Current Auburn coach Butch Thompson thought about that history when Mize needed a third pitch as he became a full-time starter as a sophomore. Sullivan and Thompson are neighbors, and he sent the coach a picture of the split grip he used. Thompson and Mize began tinkering with it, and the coach suggested he use his index finger to pull on the seam on the left side of the ball and position his middle finger in between the horseshoe shape on the other side of the ball.
Mize said the new grip added more velocity, run and sink to his splitter, and he also was able to command it better. He excelled in his final two college seasons, leading NCAA D-I in strikeout/walk ratio as a sophomore (12.1) and ranking fifth (9.8) as a junior. (Jim Callis - August 24, 2020)

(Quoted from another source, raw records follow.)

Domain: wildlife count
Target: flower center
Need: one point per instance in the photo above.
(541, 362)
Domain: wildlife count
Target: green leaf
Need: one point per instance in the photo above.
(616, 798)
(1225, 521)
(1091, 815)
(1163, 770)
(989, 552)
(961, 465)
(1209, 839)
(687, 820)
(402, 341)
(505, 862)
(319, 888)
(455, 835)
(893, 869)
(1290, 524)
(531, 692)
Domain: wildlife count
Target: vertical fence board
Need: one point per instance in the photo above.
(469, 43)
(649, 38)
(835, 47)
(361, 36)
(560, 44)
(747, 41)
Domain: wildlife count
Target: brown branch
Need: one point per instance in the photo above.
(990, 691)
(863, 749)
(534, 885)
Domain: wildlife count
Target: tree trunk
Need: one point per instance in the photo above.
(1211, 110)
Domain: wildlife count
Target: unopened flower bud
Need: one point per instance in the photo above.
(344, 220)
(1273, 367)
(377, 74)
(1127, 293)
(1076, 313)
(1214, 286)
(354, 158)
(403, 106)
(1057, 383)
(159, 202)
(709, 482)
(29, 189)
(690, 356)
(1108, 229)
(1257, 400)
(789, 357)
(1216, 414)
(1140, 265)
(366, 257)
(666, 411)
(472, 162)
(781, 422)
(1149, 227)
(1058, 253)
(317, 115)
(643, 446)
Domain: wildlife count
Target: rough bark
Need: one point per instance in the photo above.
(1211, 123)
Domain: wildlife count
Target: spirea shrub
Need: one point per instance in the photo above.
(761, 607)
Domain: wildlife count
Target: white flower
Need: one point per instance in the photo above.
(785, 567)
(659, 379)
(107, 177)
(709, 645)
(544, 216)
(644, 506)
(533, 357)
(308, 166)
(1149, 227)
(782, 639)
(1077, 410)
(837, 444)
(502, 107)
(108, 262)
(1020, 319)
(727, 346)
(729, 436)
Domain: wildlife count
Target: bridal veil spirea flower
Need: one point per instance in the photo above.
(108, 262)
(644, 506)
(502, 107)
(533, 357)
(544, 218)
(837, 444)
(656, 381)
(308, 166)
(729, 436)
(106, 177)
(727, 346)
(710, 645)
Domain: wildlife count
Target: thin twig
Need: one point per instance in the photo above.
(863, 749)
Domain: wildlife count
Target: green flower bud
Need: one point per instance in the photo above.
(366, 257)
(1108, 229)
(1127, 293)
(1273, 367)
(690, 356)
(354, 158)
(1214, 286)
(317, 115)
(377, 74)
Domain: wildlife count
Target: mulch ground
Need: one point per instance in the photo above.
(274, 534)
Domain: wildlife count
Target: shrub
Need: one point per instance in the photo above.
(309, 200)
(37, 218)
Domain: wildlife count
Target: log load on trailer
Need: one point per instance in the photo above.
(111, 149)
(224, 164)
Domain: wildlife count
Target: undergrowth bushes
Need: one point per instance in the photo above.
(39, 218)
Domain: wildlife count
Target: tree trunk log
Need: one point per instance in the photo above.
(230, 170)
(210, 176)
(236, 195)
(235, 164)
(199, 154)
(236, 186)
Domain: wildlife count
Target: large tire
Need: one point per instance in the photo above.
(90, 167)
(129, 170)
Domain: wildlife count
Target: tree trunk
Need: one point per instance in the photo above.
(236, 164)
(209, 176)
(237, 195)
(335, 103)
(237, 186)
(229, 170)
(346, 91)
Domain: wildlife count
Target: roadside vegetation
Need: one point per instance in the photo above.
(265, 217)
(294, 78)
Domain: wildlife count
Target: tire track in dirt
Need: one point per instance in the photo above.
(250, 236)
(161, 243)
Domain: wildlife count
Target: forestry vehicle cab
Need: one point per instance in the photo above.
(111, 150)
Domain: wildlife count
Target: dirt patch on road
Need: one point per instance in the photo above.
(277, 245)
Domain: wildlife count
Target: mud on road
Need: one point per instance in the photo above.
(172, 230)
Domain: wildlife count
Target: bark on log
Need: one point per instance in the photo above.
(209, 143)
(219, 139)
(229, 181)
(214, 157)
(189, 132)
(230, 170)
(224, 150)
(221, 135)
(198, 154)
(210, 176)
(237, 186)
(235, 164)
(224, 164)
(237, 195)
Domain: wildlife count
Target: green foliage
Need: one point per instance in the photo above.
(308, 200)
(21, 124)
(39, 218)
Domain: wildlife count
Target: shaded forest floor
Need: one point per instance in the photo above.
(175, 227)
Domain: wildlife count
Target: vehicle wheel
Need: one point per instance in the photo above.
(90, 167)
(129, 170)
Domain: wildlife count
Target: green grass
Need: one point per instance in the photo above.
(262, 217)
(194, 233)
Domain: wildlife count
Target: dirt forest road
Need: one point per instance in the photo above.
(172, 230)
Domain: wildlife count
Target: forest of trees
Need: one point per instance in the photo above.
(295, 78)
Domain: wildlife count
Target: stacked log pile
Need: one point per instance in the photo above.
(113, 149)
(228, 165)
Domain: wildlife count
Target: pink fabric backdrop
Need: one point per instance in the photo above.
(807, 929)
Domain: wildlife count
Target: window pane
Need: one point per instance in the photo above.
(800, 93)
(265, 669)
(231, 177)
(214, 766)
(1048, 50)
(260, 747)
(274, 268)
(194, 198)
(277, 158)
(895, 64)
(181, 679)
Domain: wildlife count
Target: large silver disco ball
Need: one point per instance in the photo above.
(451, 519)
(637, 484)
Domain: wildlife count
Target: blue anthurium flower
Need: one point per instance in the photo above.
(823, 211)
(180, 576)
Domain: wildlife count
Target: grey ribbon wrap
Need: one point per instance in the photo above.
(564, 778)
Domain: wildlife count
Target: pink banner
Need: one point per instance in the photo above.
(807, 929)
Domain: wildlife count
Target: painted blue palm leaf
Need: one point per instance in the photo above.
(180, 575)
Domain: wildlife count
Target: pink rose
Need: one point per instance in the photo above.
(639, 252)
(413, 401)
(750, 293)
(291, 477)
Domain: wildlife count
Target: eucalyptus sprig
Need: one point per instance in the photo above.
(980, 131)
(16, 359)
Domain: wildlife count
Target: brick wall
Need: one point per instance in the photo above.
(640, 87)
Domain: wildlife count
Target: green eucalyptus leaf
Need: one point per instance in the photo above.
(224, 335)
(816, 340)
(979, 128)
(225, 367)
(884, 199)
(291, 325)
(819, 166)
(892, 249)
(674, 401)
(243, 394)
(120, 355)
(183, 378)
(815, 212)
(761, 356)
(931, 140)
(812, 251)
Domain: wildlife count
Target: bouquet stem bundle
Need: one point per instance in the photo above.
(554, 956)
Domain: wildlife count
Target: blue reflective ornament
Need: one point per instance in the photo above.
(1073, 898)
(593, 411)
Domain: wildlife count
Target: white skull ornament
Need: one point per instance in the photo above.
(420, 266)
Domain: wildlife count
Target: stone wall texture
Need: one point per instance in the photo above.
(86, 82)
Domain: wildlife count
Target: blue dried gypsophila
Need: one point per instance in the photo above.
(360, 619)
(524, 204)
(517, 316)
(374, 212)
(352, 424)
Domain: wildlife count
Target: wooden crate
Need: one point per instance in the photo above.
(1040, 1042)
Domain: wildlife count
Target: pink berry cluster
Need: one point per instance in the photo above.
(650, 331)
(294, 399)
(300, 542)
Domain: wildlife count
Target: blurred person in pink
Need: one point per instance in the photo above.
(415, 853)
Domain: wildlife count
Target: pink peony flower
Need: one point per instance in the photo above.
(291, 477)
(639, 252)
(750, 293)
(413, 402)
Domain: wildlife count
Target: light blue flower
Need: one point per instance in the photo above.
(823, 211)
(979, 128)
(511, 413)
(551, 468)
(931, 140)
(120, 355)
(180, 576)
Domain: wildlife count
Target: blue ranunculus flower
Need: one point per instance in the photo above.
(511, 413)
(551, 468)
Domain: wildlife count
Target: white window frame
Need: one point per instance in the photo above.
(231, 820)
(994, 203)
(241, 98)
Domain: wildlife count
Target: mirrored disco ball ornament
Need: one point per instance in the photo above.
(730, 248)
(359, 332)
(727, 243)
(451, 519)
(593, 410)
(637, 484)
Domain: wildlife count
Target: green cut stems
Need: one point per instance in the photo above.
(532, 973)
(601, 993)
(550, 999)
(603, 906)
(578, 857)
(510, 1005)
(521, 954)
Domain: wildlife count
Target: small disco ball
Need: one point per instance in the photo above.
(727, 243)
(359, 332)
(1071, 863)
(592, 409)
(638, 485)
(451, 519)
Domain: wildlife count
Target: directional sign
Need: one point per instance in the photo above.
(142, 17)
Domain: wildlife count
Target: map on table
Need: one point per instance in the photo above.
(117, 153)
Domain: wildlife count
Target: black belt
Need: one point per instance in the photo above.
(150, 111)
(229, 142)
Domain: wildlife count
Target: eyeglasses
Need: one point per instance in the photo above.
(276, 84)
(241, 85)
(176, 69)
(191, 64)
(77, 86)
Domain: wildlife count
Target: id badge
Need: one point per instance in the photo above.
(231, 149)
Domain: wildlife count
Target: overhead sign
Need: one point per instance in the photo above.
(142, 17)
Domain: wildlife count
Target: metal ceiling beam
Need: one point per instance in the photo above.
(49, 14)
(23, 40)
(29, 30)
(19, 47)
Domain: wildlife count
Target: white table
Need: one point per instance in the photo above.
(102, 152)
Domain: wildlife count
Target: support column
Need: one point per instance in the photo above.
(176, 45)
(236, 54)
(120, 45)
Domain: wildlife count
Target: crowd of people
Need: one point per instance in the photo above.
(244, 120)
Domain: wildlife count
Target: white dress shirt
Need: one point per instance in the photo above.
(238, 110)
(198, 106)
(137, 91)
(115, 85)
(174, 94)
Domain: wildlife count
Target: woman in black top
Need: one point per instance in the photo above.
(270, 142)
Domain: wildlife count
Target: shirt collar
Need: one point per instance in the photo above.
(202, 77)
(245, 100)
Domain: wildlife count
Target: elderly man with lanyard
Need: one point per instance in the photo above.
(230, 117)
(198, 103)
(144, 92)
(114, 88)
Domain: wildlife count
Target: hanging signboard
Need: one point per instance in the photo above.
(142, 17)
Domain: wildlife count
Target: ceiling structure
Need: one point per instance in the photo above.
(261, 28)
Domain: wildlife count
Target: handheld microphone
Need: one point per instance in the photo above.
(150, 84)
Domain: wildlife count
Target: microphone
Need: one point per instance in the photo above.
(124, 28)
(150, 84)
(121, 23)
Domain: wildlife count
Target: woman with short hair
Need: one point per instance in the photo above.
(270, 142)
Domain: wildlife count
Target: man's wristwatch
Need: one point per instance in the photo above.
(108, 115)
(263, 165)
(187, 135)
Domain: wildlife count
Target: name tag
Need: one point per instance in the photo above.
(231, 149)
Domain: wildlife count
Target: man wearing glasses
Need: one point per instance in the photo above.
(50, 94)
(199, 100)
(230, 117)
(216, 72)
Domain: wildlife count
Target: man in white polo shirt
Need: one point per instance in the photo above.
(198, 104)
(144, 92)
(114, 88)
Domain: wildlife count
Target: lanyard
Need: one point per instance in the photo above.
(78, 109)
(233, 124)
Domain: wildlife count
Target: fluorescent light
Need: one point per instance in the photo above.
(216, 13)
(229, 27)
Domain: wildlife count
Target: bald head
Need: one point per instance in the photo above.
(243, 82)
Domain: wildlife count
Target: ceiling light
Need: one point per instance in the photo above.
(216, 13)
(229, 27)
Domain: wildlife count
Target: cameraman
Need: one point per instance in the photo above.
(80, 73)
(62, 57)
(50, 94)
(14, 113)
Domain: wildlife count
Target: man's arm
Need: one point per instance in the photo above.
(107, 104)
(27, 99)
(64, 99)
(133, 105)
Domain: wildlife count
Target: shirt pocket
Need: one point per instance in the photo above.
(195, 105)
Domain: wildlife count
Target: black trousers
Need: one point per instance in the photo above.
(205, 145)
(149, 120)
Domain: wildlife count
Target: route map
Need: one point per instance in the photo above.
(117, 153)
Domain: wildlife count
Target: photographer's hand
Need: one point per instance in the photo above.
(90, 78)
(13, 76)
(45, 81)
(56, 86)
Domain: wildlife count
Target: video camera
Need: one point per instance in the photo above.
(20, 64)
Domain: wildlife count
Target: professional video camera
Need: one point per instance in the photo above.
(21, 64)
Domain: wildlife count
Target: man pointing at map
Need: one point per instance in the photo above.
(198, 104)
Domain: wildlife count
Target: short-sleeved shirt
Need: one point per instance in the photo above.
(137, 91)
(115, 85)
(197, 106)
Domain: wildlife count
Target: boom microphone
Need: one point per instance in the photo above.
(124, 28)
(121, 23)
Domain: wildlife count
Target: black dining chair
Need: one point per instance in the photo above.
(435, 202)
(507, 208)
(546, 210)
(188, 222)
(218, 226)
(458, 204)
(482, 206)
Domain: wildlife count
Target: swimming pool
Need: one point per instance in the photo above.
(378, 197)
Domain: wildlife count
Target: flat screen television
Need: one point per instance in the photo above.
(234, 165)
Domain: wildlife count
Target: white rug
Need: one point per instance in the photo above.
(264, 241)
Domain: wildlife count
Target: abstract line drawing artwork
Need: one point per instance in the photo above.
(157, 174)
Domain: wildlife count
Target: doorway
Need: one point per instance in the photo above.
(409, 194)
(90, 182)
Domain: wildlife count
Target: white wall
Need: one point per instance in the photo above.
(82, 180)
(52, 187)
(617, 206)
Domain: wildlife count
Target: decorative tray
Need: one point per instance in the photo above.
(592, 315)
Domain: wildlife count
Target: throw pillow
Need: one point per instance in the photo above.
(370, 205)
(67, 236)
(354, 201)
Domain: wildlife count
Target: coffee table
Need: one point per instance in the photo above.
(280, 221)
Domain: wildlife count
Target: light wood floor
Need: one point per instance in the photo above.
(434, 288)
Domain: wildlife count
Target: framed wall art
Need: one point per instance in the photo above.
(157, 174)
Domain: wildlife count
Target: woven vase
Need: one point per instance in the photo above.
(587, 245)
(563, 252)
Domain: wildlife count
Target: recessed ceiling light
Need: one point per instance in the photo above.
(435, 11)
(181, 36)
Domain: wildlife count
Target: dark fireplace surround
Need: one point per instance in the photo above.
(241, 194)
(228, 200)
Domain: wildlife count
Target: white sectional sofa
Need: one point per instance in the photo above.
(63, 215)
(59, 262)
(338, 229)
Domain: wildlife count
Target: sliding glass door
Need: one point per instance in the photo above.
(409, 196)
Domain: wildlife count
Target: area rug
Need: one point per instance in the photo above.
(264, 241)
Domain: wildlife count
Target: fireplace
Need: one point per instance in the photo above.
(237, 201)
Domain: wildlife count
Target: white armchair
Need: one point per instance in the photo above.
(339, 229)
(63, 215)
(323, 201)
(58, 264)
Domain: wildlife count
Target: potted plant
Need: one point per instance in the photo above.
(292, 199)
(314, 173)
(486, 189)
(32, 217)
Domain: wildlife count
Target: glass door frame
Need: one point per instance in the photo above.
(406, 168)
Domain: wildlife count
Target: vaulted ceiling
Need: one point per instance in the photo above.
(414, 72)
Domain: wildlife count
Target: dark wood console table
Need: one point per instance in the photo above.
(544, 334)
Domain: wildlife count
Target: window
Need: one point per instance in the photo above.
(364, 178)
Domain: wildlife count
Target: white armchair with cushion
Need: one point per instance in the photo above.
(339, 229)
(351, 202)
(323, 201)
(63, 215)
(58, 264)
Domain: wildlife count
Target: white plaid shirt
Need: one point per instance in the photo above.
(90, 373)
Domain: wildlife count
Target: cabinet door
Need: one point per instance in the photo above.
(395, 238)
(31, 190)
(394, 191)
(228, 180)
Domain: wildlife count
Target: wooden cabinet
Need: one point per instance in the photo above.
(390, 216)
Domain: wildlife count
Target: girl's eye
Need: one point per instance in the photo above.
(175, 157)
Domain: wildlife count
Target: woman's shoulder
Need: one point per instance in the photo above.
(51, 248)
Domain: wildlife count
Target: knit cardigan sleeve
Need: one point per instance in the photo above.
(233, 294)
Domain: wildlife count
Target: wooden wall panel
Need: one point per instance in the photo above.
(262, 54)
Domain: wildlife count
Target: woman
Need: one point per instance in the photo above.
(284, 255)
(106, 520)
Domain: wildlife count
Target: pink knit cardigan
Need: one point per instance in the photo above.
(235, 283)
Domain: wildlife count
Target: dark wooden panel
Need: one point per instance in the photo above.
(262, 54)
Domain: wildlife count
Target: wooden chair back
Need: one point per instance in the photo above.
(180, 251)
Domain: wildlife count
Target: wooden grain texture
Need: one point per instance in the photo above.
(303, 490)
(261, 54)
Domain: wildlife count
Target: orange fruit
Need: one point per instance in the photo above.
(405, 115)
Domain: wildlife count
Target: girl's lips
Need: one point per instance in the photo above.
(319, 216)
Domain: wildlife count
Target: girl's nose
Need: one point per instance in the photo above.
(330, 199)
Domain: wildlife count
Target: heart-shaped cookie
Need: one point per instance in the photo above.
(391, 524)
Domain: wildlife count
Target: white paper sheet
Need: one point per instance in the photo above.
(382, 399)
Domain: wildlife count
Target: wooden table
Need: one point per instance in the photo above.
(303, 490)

2020 Season: Mize went 0-3 with a 6.99 ERA in seven starts (28 innings), striking out 26 and walking 13. He gave up seven home runs. He reached five innings just once, when he took a no-hitter into the sixth.
- 2021 Improvements: Casey Mize plans to be a different pitcher in 2021. Not just in terms of results — the rookie right-hander had a 6.99 ERA and a 6.47 FIP in seven starts with the Detroit Tigers last year — but also with how he employs his arsenal. Not surprisingly, data will be playing a role. Mize has a history with pitch design that dates back to his days at Auburn, and those efforts have only increased in pro ball.
I asked the first-overall pick in the 2018 draft what technology has taught him about his pitches, and how it’s shaping his efforts to improve.
“It’s pretty much a horizontal profile,” Mize responded. “We’re starting to take the four-seamer up a little bit to add a little more vertical, because it played so well last year. My splitter is super vertical, and we’re trying to really maximize that, because my slider has more of a horizontal break.”
Mize acknowledged that his two-seamer profiles as horizontal as well, getting more arm-side run than depth. It’s a pitch he’s favored, but that’s one of the changes currently in the works. The 23-year-old hurler not only plans to elevate more four-seamers, he intends to up its overall usage. His two-seamer will be used primarily “to mask the splitter,” a pitch he likes to have diving below the zone.
Mize isn’t a spin monster, a fact he readily admits. His four-seam spin rate was a pedestrian 2,245 rpm last season, yet while that ranked him in the 33rd percentile among his peers, he’s not particularly concerned.
“My vertical approach angle is pretty good on the four-seamer, so we think ‘I’ll be able to maximum that up in the zone,” the righty reasoned. “Increasing spin is pretty difficult to do, so I’m just going to maximize location. The axis will tick up when I throw it up in the zone.” (David Laurila - January 31, 2021)
July, 2017: Mize had to leave Team USA early after just two outings due to muscle tightness in his forearm. He missed time earlier in Auburn's season with the same issues—a flexor strain.
June 14-July 10, 2019: Casey was on the 7-day injured list with a diagnosis of minor inflammation in the back of his right shoulder, according to the team.
Mize does have a high-stress delivery.